Badaranie Abbas
Drs. H. Awang Badaranie Abbas (lahir 24 Agustus 1934; meninggal tidak diketahui) adalah mantan Bupati Paser yang keempat sekaligus mantan anggota MPR dan DPR yang terpilih pada Pemilihan Umum tahun 1971 dan 1977, secara berturut-turut mewakili Kabupaten Kutai dan Bulungan dari Fraksi Golongan Karya (Golkar).
Badaranie Abbas | |
---|---|
Bupati Paser ke-4 | |
Masa jabatan 1979–1984 | |
Presiden | Suharto |
Gubernur | Erry Soepardjan Soewandi Roestam |
Anggota Majelis Permusyawaratan Rakyat | |
Masa jabatan 1972–1977 | |
Daerah pemilihan | Kalimantan Timur |
Anggota Dewan Perwakilan Rakyat | |
Masa jabatan 1977–1982 | |
Daerah pemilihan | Kalimantan Timur |
Informasi pribadi | |
Lahir | Damai, Hindia Belanda | 24 Agustus 1934
Meninggal | Tidak diketahui |
Partai politik | PNI Golkar |
Almamater | Universitas Gadjah Mada |
Profesi | Politisi |
Sunting kotak info • L • B |
Awal kehidupan
Badaranie lahir di Damai (sekarang bagian dari Kabupaten Kutai Barat) pada tanggal 24 Agustus 1934. Dia berasal dari kalangan bangsawan Kutai dan bergelar Awang. Ayahnya adalah Awang Abbas, seorang anggota Partai Nasional Indonesia (PNI).[1] Ia menempuh pendidikan dasar di Gouvernement Algemene Lagere School (GALS, Sekolah Dasar Pemerintah) di Tenggarong dan lulus pada tahun 1950.[2]

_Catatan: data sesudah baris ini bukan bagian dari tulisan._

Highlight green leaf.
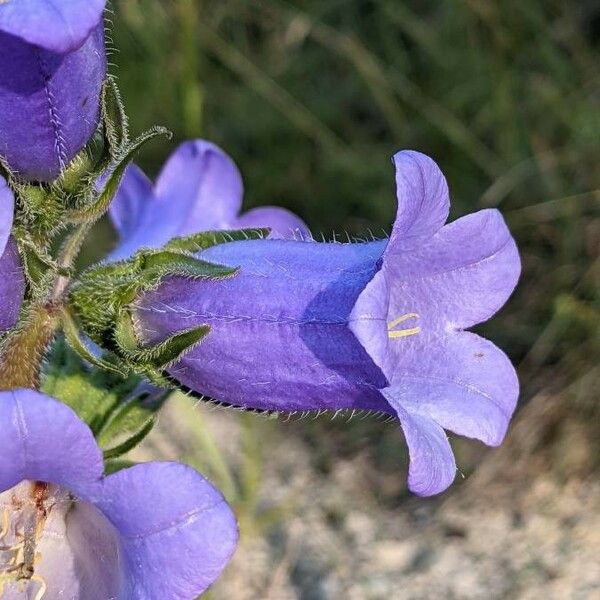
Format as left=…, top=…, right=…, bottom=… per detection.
left=163, top=228, right=270, bottom=253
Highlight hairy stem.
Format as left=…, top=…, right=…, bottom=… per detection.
left=0, top=302, right=61, bottom=390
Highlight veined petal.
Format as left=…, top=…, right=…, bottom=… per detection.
left=0, top=389, right=103, bottom=494
left=352, top=210, right=521, bottom=374
left=97, top=463, right=238, bottom=600
left=387, top=150, right=450, bottom=252
left=0, top=0, right=106, bottom=53
left=390, top=209, right=521, bottom=329
left=0, top=25, right=106, bottom=181
left=388, top=332, right=519, bottom=446
left=0, top=175, right=15, bottom=255
left=0, top=237, right=25, bottom=333
left=232, top=206, right=311, bottom=240
left=382, top=386, right=456, bottom=496
left=136, top=240, right=387, bottom=411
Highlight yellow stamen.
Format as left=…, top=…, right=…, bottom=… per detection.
left=0, top=508, right=10, bottom=540
left=31, top=575, right=48, bottom=600
left=388, top=313, right=421, bottom=339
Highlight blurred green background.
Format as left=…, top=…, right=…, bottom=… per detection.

Badaranie kemudian melanjutkan pendidikan menengah di SMP Negeri Bagian B di Balikpapan dan tamat pada tahun 1953. Setelah itu, ia melanjutkan studinya ke SMA Nusantara Bagian B di Surabaya dan lulus pada tahun 1956. Di tahun yang sama, ia kuliah di Universitas Gadjah Mada (UGM), pertama di Fakultas Kedokteran Umum, sebelum kemudian pindah ke Fakultas Sosial dan Politik di jurusan Ilmu Administrasi Negara pada tahun 1958 dan lulus pendidikan bakaloreat pada tahun 1962.[2][3]
Aktivisme semasa studi
Saat duduk di bangku SMP, Badaranie menjadi sekretaris Palang Merah Pemuda (PMP, kini menjadi PMR) cabang Balikpapan. Semasa SMA, ia menjadi anggota Dewan Pimpinan Pusat (DPP) Ikatan Peladjar Kalimantan dan menjadi sekretarisnya. Saat kuliah di Yogyakarta, Badaranie menjadi sekretaris organisasi Keluarga Pelajar Mahasiswa Kalimantan Timur (KPMKT) dan wakil sekretaris umum di Badan Kerja Sama Pelajar Kalimantan, sebelum nantinya menjadi sekretaris umum organisasi tersebut.[3][4]
Karir awal
Setelah lulus kuliah pada tahun 1962, Badaranie direkrut oleh pimpinan PNI di Samarinda menjadi anggota partai. Akibatnya, ia langsung bekerja sebagai pegawai negeri.[1] Badaranie ditugaskan sebagai pegawai yang diperbantukan pada pemerintah Kabupaten Kutai di Tenggarong. Pada masa ini, ia memangku berbagai jabatan, seperti Kepala Urusan DPRD-GR, Tata Hukum/Perundang-Undangan, dan Urusan Politik/Rahasia, serta merangkap sebagai Sekretaris Panca Tunggal Kabupaten Kutai hingga tahun 1965. Di samping itu, ia juga menjadi Sekretaris I Yayasan Pendidikan Kutai sekaligus guru di SMA Kutai.[2][3] Pada tahun 1965, Badaranie mendapat tugas belajar ke Fakultas Sosial dan Politik UGM selama dua tahun dan lulus dengan gelar sarjana.[2]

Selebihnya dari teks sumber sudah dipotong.